Change the numbers a bit and a different horse wins.

Anyway run the numbers on your calculator.

Back to work.

Them buttons don't push themselves you know.

EE

Hi Guys,

For the above example the total noise (sqrt sum of sqs) is
7.1uV.

Dropping the input resistor to 100 ohms and feedback to 100,000 ohms, the total noise is 3.9 uV.

This is getting close to the 3.5 uV of the opamp input voltage noise. Therefore dropping them further won't help as much, and make other problems.

The contribution of noise by the input and feedback resistor is still equal but less.

I put this one in MathCad now and so playing around.

EE

Hi Carl,

So seems the feedback resistor does matter (especially 1Meg), as you mentioned there.

Think I said that once, along time ago, in another forum.

Got alot of Johnson noise for it, if I remember right.

Got corrected.

heh heh

EE

Hi Eric,

Hope you're getting this.

Part of Classwork.

There will be a test.

Performance.

So build it yourself, lots of time, hmmmm, Receipe.

Take a 1.0 nV/rtHz or less JFet, add a drain resistor, add opamp, close loop on whole thing.

No not that easy, but not that bad either.

Good start?

Page 3... explains "noise bandwidth".

Hi Carl,

Going back to 4) in your first write up (inverting opamp), I still can't get my head around the statement "Total noise depends on the value of R2 and gain, not R1"

In the case of R1 = 1k and R2 = 10k, voltage noise for the resistors = 4nV and 13nV respectively (figures rounded and rt/Hz implied). Using your formula, I get a total noise output of 42.05nV, of which 40nV is contributed by R1 and the opamp gain.

Eric.

I've decided I don't like the way I worded that statement... clearly, R1 contributes noise and, in fact, for any gain > 1, it contributes more noise than R2. What I was trying to show is that, often, you can get a noise equation in a form where it's very easy to see certain trade-offs, and to quickly "back out" the component values you need to achieve a certain noise.

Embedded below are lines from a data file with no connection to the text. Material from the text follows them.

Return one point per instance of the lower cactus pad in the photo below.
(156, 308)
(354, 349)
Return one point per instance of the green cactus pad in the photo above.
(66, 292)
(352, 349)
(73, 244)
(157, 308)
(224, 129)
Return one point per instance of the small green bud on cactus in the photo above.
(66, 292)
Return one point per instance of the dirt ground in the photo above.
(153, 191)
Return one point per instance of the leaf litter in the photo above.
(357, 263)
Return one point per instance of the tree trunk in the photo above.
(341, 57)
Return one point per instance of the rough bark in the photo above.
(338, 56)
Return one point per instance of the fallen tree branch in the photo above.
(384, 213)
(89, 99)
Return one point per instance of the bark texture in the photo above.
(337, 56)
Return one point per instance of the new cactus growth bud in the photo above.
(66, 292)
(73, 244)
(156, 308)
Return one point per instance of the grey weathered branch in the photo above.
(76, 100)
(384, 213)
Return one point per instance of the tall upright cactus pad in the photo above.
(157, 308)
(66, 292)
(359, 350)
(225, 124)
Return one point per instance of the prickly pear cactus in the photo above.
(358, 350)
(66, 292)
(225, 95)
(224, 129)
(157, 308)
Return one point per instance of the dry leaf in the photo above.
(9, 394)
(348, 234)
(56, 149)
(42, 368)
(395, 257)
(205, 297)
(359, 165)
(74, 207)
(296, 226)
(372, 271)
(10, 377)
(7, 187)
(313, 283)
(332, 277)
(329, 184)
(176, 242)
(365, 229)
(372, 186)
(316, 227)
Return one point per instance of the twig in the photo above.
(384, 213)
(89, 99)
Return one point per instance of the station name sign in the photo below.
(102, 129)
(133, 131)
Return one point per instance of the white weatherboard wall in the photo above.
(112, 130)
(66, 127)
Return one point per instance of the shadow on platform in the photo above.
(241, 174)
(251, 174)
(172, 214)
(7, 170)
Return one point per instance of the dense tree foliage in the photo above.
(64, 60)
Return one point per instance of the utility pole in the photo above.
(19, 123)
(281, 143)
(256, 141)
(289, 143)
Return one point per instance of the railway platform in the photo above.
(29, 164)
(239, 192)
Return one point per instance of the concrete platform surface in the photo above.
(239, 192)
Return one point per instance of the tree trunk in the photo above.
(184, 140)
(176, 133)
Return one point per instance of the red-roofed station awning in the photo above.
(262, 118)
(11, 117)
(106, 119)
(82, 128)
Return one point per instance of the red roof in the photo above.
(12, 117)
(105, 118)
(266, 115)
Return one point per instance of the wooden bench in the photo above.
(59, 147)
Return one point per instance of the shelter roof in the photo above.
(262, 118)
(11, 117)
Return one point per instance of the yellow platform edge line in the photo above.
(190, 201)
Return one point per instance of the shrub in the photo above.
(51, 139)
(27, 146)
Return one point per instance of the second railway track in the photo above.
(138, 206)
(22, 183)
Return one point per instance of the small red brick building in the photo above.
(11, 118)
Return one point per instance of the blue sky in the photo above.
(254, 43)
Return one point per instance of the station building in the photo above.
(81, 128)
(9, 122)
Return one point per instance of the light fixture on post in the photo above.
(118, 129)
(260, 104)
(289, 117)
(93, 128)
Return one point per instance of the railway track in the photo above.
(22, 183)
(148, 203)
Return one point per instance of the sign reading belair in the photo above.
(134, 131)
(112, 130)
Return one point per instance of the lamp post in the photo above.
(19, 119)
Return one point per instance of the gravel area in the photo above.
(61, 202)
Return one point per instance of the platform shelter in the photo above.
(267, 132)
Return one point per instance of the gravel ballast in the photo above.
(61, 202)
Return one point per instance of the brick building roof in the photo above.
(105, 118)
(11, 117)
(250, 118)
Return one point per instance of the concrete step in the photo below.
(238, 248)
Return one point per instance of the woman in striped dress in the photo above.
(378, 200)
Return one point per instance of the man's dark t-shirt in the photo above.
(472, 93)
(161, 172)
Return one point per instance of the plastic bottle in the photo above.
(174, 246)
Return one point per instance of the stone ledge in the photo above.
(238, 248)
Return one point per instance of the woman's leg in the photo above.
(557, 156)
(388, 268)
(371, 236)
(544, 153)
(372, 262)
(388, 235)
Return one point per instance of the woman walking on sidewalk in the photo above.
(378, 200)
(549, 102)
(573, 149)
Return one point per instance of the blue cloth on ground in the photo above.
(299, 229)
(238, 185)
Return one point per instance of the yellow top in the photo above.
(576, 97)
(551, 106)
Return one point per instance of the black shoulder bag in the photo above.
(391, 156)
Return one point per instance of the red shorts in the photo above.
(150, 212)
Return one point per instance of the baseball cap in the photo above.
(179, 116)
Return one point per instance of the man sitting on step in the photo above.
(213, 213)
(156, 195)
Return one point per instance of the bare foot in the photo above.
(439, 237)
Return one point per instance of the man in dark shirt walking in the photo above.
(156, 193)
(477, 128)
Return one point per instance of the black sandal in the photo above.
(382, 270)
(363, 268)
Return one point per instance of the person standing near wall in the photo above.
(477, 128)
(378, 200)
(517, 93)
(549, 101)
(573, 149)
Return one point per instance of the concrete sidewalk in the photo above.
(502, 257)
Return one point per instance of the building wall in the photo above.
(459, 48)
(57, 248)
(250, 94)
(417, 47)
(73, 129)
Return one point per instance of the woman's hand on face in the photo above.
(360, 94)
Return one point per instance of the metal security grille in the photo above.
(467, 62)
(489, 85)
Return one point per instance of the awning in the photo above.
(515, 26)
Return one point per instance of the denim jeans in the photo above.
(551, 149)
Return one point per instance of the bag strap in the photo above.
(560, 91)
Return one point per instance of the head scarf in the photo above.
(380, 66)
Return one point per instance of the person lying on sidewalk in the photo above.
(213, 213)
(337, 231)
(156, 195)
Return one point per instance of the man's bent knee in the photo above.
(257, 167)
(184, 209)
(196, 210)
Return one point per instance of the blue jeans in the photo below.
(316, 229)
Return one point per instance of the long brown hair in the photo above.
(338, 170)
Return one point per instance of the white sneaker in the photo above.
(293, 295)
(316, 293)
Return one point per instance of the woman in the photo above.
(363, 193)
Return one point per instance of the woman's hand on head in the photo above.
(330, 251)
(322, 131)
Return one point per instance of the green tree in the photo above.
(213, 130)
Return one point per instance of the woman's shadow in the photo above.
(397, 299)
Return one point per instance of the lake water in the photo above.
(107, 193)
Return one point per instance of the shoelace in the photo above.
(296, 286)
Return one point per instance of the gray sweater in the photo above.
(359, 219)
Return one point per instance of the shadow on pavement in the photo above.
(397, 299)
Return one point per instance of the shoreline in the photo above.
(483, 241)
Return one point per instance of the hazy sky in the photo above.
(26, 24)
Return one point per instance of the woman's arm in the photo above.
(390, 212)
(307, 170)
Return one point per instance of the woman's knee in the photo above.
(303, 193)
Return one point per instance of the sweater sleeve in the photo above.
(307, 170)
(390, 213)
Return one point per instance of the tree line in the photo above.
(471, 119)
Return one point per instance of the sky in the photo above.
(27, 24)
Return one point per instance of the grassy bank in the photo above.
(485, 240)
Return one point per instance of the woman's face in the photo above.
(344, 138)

For the inverting opamp, vn^2 = 4KT*R2*(1+G) shows that, for a given required gain, I can express noise solely as a function of R2. I could also express noise solely as a function of R1: vn^2 = 4KT*R1*G*(1+G). Perhaps this second expression is more useful in a PI front-end, as we are more concerned about the value of R1 (in limiting the current through the clamping diodes) than the value of R2.

The 3rd page shows a similar end result, where the noise of a simple RC low-pass filter is KT/C. Obviously, the resistor is the source of the noise, but in designing the circuit you would select the capacitor value for the desired maximum noise, then back into the resistor value needed for the cutoff frequency. This is, in fact, how ADC sample-and-holds are designed.

So I hereby reword my statement: "Note that the total noise can be reduced to just R2 and the gain, which simplifies calculations. It can also be reduced to just R1 and the gain."

- Carl

EE

Hi Gentlemen,

Carl, good forum, had to think about that last statement for a bit.

Then realized that R1 and gain works because R2 is defined by gain and R1.

R2 and gain works because R1 is defined by gain and R2.

since gain magnitude is R2/R1, of course.

Yes my shorthand numbers up there are /rtHz.

So 7.1 uV/rtHz times sqrt of bandwidth (100,000) times 6 to convert to peak to peak = 13.5 mV

Ran bunch of numbers interesting results.

1k in and 10k feedback and 5534 makes 0.071 uV/rtHz.
but when you gain it up a 100 then equals 7.1uV.

Voltage noise 3.5 uV. so that is min. till change amp.

So Eric you should see about 15 to 20 mV peak to peak noise on the scope on your circuit. If alot higher then you got some noise that is not part of these parts.